There is also more integration between charities and the state at ground level. In the course of reporting on the economy over the past decade, I have seen Citizens Advice workers embedded at GP surgeries and officials from the Department for Work and Pensions embedded at food banks. This can work well. Charities are often more connected to their local communities and more trusted by vulnerable people than the government is.
But increasingly charities are also providing people with basic necessities because the state safety net has become inadequate. Between April and September last year, for example, food banks in the Trussell Trust’s UK-wide network distributed 1.3mn food parcels, 52 per cent more than the same period in 2019.

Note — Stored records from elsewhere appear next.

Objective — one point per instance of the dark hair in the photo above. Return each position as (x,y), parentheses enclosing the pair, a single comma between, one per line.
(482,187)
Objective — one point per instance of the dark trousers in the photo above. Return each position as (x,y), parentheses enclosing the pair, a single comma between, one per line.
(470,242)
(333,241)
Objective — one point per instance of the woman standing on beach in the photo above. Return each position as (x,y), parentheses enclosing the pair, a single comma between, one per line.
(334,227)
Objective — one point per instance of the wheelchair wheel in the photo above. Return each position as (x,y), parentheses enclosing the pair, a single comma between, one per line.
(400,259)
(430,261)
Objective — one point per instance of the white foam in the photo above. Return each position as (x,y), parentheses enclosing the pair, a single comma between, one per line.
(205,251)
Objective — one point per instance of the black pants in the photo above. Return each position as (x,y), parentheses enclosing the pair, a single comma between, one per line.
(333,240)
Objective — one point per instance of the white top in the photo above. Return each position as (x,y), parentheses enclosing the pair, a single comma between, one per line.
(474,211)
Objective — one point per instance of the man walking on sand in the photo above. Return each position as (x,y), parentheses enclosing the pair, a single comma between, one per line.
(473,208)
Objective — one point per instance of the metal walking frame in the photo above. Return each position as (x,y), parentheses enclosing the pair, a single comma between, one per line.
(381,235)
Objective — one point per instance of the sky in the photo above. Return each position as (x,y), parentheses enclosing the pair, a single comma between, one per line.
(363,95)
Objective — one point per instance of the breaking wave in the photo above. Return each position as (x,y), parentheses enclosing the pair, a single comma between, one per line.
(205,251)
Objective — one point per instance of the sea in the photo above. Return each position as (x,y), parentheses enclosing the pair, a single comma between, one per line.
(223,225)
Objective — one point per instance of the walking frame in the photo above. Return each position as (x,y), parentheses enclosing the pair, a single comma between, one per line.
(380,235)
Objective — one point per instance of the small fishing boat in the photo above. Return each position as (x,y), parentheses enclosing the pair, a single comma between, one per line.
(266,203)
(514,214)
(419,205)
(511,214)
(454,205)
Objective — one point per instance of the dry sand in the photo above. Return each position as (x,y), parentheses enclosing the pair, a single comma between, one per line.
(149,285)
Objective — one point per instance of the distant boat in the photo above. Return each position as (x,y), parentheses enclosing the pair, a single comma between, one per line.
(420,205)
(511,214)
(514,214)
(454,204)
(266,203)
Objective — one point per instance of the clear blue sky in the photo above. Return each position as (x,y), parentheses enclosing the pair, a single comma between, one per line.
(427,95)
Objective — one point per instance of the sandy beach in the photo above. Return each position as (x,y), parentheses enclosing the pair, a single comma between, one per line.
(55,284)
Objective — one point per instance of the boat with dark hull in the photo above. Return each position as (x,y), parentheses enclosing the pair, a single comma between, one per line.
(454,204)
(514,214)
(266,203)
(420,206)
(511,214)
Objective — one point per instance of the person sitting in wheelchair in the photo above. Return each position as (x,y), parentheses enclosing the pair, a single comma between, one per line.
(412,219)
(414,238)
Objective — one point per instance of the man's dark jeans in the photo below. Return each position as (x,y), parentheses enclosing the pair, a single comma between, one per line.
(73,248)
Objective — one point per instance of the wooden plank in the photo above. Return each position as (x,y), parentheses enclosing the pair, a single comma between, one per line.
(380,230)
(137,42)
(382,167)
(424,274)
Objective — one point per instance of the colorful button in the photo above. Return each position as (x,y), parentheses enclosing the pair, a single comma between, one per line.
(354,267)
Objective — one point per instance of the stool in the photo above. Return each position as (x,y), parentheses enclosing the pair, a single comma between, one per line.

The immediate problem of surging inflation has exacerbated the erosion of poorer people’s incomes thanks to stagnant wage growth and real-terms benefit cuts. The poorest fifth of households in Britain are more than 20 per cent poorer than their French and German equivalents, according to the Resolution Foundation. As Maddy Desforges, chief executive of the National Association for Voluntary and Community Action, has put it, the sector is increasingly “backfilling” for the state.
The problem with relying on the charity sector as the safety net beneath the safety net is that charities are now in trouble, too. Their incomes are being squeezed while costs and demand are on the up. A survey of almost 700 charities and community groups in November by Pro Bono Economics and Nottingham Trent University found that more than half were using their reserves to meet their operating costs. Almost one in five had reduced the level or number of services that they offer.
People want to help. According to Deedmob, a platform that pairs volunteers with opportunities in a number of countries, there is a growing mismatch in the UK between the number of people who want to volunteer and the number of openings available to them. Boudewijn Wijnands, Deedmob’s chief executive, says the UK and the Netherlands had similar levels of volunteer participation before the pandemic, but the UK has since fallen behind due to fewer openings.
“Organisations need lots of help, but paradoxically they’re too overwhelmed to organise it,” he tells me. The result is “a lot of potential social capital going to waste”.
Cameron used to talk a lot about fixing Britain’s “broken society”. But in this moment of crisis, society isn’t failing, government is.